A certain degree of controversy surrounding body-burden testing testifies to its value-ladenness. Debate around body burden testing seems polarized between industry proponents who insist with some degree of truth that there is no way of making a direct link between the presence of industry-created toxins and illness, and “environmentalists” who insist on what might be considered a progress-stymying precautionary principle. As David Caudill suggests, de-notating the body as a toxic waste dump also presents a narrative that entails notoriously nebulous legal ramifications.  Both sides in these debates claim to have science on their side. Body burden testing reveals that contemporary bio-chemical exchanges and public responses intersect in narratives that are part cultural “values” and part scientific “fact”; though as Bruno Latour suggests, these have always been mutually implicated in political ecologies.  With these insights, archival thought no longer presents “the archive” conceived as a complete empirical form (if it ever was), but archiving as a process of tracing and interpreting changes that are simultaneously ecological and cultural. At this historical moment, the sixth massive extinction event of the planet  this process involves synthesizing rapidly changing cultural-material topologies of bodily and/or psychic traumas. In short, archiving eco-cultural morphology is as much poetics as it is science.
Poet Adam Dickinson at Brock University situates the agenda of body burden testing in this mutually troubling productive space of science and poetics. His project, Anatomic: Semiotic Bodies, Chemical Environments reads the body and its environment through both the conventional positivist science of anatomies and bio-monitoring and through the constructivist lens of semiotics. Dickinson’s body burden testing will measure pollutants and what he calls “symbiotic organisms”. He plans to test for 68 anthropogenic compounds that are found in most people. This part of his project closely relates to parts of the Smith and Lourie experiment; what he will do with these tests, however, is nothing less than expanding the repertoire of disciplinary and creative interest in these tests, revealing their importance in eco-critical inquiry and popular imaginaries:
By making a map of the toxicological and symbiotic circumstances of my body, I want to then use this information to create methodologies for producing poems. As a kind of unconventional science project, the poems will take their cue from the structures, histories and behaviours of the chemicals and organisms involved in order to re-write a body being rewritten by its environment. Ultimately, in addition to raising questions about pollution, part of what I am interested in doing is reframing distinctions between the natural and the unnatural as well as between the human and the nonhuman. 

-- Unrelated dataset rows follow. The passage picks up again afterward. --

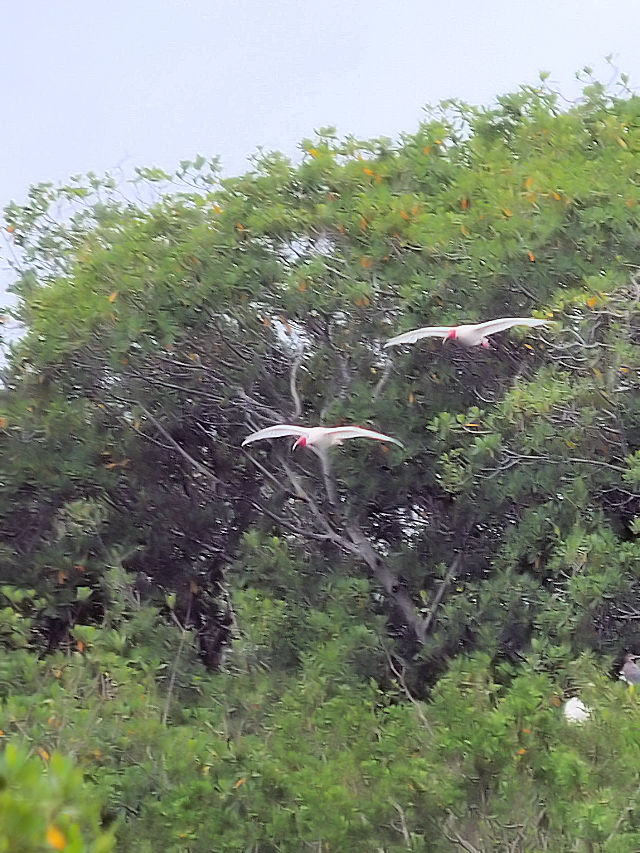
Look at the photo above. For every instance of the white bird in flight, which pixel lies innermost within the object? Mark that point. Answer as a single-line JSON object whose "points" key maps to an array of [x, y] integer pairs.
{"points": [[469, 335], [575, 711], [318, 437]]}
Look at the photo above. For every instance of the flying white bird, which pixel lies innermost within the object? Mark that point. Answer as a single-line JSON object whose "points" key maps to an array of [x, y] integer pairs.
{"points": [[630, 672], [468, 335], [575, 711], [318, 437]]}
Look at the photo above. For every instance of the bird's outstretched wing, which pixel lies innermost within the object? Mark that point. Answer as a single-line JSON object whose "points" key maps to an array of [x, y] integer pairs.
{"points": [[416, 334], [493, 326], [275, 432], [340, 433]]}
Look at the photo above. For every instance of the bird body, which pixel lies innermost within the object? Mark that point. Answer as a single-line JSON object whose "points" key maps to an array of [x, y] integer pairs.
{"points": [[319, 437], [470, 335], [630, 671], [575, 711]]}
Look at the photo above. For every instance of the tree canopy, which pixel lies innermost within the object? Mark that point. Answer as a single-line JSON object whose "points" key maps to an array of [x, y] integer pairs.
{"points": [[246, 649]]}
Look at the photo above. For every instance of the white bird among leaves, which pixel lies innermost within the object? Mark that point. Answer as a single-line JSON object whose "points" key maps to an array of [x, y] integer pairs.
{"points": [[318, 437], [575, 711], [468, 335]]}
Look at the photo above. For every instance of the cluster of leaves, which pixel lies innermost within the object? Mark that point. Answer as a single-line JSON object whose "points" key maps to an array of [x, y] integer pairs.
{"points": [[238, 647]]}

Though this project is in its infancy, it is suggestive of how a fusion of such approaches can have profound effects by re-configuring present bodies and worlds. Just as bodies are re-writable in terms of “environments”, so are cultural imaginaries capable of being re-written in less anthropocentric terms. What Warren Cariou calls a “poetics of porosity”  in terms of the material and cultural seepage of oil into all manner of twenty-first century life, suggests a founding principle of cultural imaginaries in this new key. Archiving eco-cultural morphology engages with these imaginaries, even and especially when they gesture at humans ‘ourselves’ as ephemera.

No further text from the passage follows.